Going to take this opportunity to plug my related project [Likely](www.liblikely.org), a DSL for lowering machine learning inference algorithms.<p>One of the projects we've built on top of it is a static compiler for Caffe model files. This allows you to execute Caffe models _without_ a runtime dependency on Caffe libraries. Thus you can target OSes and CPUs not supported by mainline Caffe. If you have commercial interest in this capability please reach out to me.
Forgive my ignorance, but it seems like this is just attempting to take advantage of the optimization done by LLVM, yes?<p>What I would love is a simple way of writing standalone functions that compile into a cross-platform LLVM file that I can call from a variety of other languages on a variety of other systems. In particular, if I train a recurrent network on text data for a chat bot, I want to be able to use that LLVM file + model in a game I release for the PC and for Android without worrying about the NDK/gcc/clang/Windows/OSX build nightmare. The ability to easily and quickly define a model in TensorFlow, write a Python function that takes an array of data, and spits out an array of data would be incredible and would mean that all the work I'm doing for a native Rust library is unneeded.<p>Admittedly, with Bazel I could create a C++ wrapper for the function which loads the library. It's just... that produces a 150mb shared library with all the dependencies and it's also a pain in the ass.
Cool idea, but is this of any benefit?<p>Isn't this essentially what TensorFlow does internally, except it inserts CUDA primitives at the right positions...
Maybe P2P Tensflow as a service would be a neat idea?<p>E.g.
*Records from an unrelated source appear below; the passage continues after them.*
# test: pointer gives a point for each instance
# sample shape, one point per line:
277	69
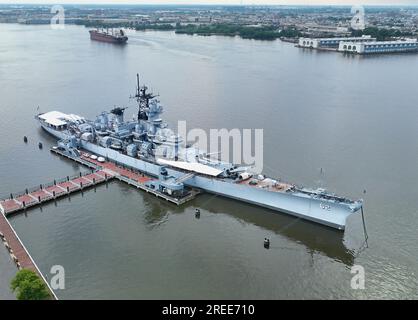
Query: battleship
146	144
112	36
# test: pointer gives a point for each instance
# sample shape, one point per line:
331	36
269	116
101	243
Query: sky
230	2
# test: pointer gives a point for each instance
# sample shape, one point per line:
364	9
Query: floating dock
47	192
127	175
100	172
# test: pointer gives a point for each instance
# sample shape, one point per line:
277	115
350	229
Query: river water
354	117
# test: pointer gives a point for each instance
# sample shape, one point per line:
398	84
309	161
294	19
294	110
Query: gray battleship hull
302	206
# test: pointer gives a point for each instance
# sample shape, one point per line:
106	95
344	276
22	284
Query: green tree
28	286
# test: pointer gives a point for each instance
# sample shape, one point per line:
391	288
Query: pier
99	173
18	252
127	175
51	191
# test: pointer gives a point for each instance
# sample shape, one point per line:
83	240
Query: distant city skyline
217	2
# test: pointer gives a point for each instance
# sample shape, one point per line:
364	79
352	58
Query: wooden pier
18	253
44	193
127	175
100	172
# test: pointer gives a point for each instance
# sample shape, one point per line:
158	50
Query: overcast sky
248	2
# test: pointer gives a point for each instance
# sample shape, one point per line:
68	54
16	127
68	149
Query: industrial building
331	43
407	45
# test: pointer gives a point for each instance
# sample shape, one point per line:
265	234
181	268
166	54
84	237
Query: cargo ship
148	145
110	36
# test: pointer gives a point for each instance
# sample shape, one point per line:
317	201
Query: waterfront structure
408	45
110	36
149	146
331	43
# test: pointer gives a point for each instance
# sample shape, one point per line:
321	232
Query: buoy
266	243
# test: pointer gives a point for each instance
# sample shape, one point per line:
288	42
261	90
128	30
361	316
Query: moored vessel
146	144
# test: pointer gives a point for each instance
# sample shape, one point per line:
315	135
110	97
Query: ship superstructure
148	145
111	36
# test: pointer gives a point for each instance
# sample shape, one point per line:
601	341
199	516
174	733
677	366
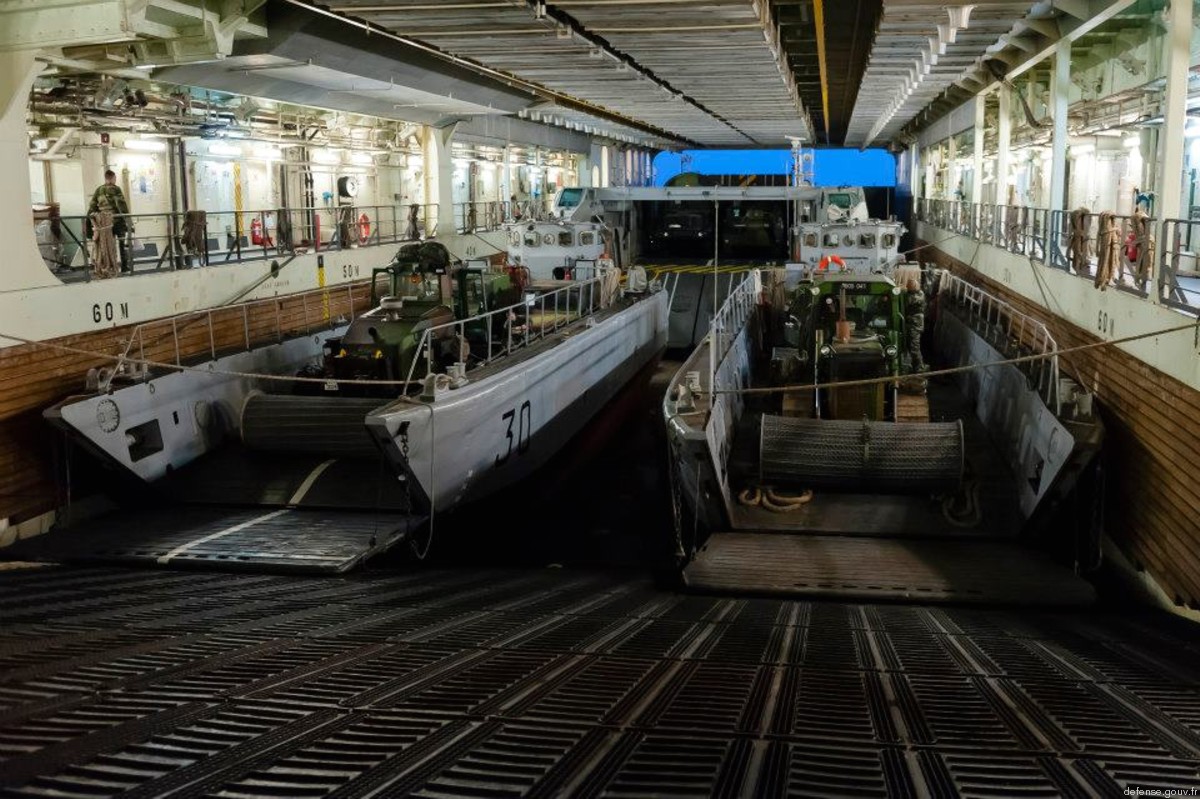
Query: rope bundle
107	259
1077	247
1108	250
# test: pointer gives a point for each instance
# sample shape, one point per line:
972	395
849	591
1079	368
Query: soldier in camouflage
111	198
915	324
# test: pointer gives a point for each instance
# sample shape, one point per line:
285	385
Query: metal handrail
1179	260
313	228
562	299
138	332
995	318
730	317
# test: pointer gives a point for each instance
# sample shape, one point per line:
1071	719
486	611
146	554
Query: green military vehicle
425	289
843	326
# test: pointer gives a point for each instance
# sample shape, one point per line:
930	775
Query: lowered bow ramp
307	492
883	569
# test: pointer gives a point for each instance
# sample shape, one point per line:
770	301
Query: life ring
825	263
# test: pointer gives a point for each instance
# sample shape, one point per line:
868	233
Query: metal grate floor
559	683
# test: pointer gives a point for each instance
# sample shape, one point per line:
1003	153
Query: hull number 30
517	430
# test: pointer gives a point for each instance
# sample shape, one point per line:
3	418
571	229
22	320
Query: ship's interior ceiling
658	73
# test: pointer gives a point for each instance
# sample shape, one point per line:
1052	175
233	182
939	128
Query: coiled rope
1108	251
769	499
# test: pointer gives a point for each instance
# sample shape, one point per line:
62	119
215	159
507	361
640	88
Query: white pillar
1169	188
439	176
916	179
1060	98
505	175
1005	142
23	264
981	102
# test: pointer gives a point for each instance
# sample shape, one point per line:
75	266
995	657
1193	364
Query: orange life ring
1132	251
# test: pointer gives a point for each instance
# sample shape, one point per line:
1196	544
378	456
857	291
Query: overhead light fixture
145	145
222	149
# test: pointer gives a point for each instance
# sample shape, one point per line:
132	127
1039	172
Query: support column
439	178
981	102
507	175
1005	142
1169	188
23	266
1060	98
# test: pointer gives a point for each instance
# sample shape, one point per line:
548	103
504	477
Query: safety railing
503	330
166	241
234	328
730	371
1012	332
1179	266
1075	244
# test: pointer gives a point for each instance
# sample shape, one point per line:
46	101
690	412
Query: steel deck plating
561	683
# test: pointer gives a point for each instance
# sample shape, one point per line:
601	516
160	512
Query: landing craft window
570	197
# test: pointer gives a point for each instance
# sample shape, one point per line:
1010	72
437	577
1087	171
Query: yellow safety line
819	23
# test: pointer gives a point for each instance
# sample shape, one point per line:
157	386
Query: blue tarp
833	167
I have data, TensorFlow model anybody can bid who can do quickly the cheapest compute power. E.g. EC2 spot, Google Cloud preemptive or some NVIDIA CUDA spare computer.
I'm not sure that LLVM is the correct way to go about this. Don't get wrong, it can be used, but most of the work of the frameworks work on very large tensors/multi-arrays. As such optimization of the computation graph for such arrays, although very similar to standard optimization, has also and some significant differences. I do believe, however, that all frameworks should start using the same graph IR representation and optimize procedure, with potentially having different back ends based on hardware and different front ends based on language. I in fact tried to achieve this some time ago, and is still in progress, but lately have no time to work on it. Still the post is really great.